Retrospective Loss


The Beautiful Librarians, Sean O'Brien (68pp, £9.99, Picador)

Sean O'Brien's latest collection has a consistent theme of bitter political disenchantment coupled with a sense of nostalgia, not so much for time and place but for social ethos.

Whilst superficially O'Brien laments the loss of The Beautiful Librarians, sophisticated beings that seemed beyond the reach of a gauche student (although personally I don't recall librarians ever being very glamorous...), this is actually a lament for the loss of libraries and the educational and social principles which enabled them. Whilst some might take the view that the world moves on, resources evolve, O'Brien leaves no doubt where he stands.

The finger is pointed at the Thatcher years and the greed intrinsic to that period, and this is broadened to a dislike of the South and the materialism and lack of social empathy that O'Brien believes lies below the North South divide.
 
For example in 'Another Country' he writes:

   You stand for everything there was to loathe about the South,
   The avarice, the snobbery, the ever sneering mouth,

   The lack of any solidarity with any cause but me,
   The certainty that what you were was what the world should be.

However he is not without humour and in 'Oysterity' gives us a clever condemnation of himself (and of others who behave similarly) talking about austerity while gorging on shellfish. The author ends up appallingly sick and believes 'I'd got what I deserved...'.

There is much to admire in the writing here; there's a depth that demands the reader work hard. In a few of the 40 poems the reader is left with the feeling that there are keys pieces of information he doesn't possess and which are needed to unlock the puzzle - for example in 'Immortals' where less sympathetic readers may wonder if it's worth the effort...

And in that regard it reminds of Eliot. Indeed there is a sense of three poets present here: Eliot, Auden and Larkin. Eliot for some of the denser imagery and that requirement for more information; Auden because O'Brien plays with different forms whilst carrying strong socio-political messages; and Larkin because there is an overarching bleakness.

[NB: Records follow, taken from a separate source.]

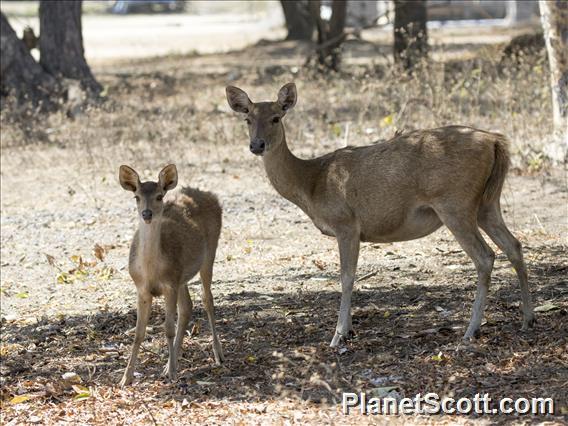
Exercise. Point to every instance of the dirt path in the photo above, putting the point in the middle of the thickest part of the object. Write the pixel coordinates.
(275, 279)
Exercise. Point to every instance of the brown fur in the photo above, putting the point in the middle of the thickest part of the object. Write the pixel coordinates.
(179, 240)
(398, 190)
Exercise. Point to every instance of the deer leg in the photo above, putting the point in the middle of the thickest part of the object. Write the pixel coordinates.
(464, 229)
(206, 278)
(142, 316)
(169, 325)
(185, 312)
(348, 256)
(492, 223)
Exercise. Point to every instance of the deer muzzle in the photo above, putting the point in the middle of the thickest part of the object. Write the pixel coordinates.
(257, 146)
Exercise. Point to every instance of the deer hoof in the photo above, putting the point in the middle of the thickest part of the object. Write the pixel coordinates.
(125, 381)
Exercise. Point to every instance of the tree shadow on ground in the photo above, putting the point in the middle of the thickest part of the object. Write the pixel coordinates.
(276, 345)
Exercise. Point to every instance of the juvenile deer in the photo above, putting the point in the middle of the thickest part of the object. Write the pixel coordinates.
(398, 190)
(175, 240)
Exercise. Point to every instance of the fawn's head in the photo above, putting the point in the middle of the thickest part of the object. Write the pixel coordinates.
(264, 119)
(149, 195)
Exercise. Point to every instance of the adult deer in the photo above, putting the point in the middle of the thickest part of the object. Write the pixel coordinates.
(399, 190)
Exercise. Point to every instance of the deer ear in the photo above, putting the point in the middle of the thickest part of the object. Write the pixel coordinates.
(168, 177)
(128, 178)
(287, 96)
(238, 99)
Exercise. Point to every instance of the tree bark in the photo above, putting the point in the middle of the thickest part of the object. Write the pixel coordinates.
(330, 34)
(410, 32)
(554, 18)
(299, 22)
(21, 76)
(61, 43)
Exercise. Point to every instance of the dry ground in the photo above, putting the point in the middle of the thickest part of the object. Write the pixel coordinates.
(66, 310)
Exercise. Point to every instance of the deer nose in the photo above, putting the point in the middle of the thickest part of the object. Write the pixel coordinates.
(147, 215)
(257, 146)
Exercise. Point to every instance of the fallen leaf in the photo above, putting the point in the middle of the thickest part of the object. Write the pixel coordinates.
(99, 252)
(546, 307)
(19, 398)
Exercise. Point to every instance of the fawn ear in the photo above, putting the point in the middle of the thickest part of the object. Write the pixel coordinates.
(287, 96)
(238, 99)
(128, 178)
(168, 177)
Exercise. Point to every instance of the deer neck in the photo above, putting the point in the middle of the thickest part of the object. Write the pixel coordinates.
(291, 176)
(149, 239)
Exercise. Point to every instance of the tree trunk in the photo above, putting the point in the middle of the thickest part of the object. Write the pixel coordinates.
(554, 17)
(410, 33)
(61, 43)
(299, 23)
(330, 34)
(21, 76)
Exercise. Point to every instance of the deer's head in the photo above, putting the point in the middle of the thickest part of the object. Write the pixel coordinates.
(264, 119)
(149, 195)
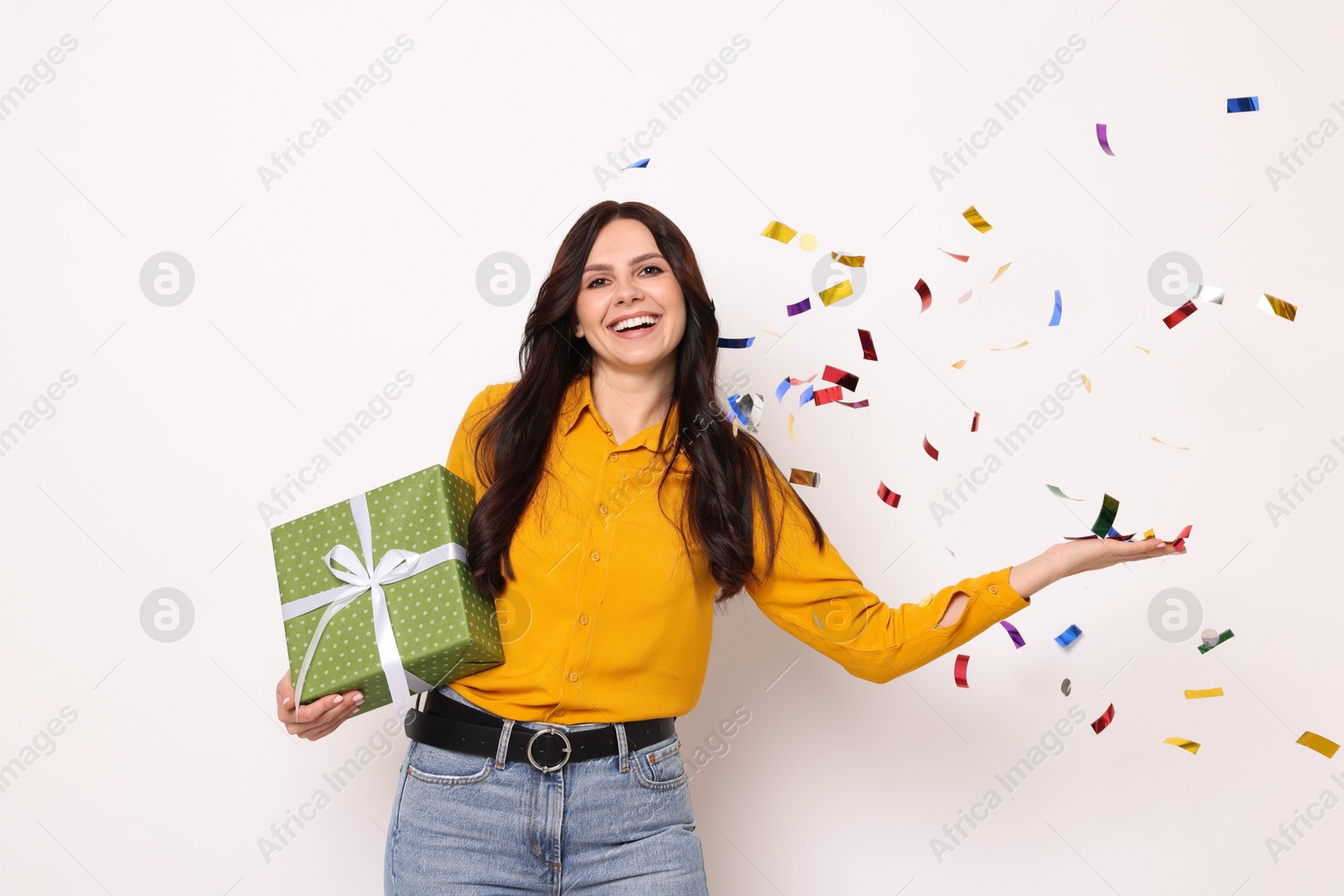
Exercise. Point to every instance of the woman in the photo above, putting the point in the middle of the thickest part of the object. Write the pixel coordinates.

In 'Protocols of the Superfluous Immortal' O'Brien says:

   The day extends towards whatever/

   It extends towards, forever, and the god
   applies himself once more to thirteen down,
  
The only word that rhymes with breath. But it's no good

which, like other poems here, has a Larkinesque slant. Larkin is perhaps more skilled with (or slavish to?) form, but that's not to detract from O'Brien's work.

This is a well written collection with a strong message - although not delivered at the expense of beauty in the language, despite its occasionally obtuseness. However it does feel retrospective not only in its message but because the writing itself feels linked to an earlier time.

And this isn't helped by capitalizing the start of every line - which now feels rather dated and out of fashion.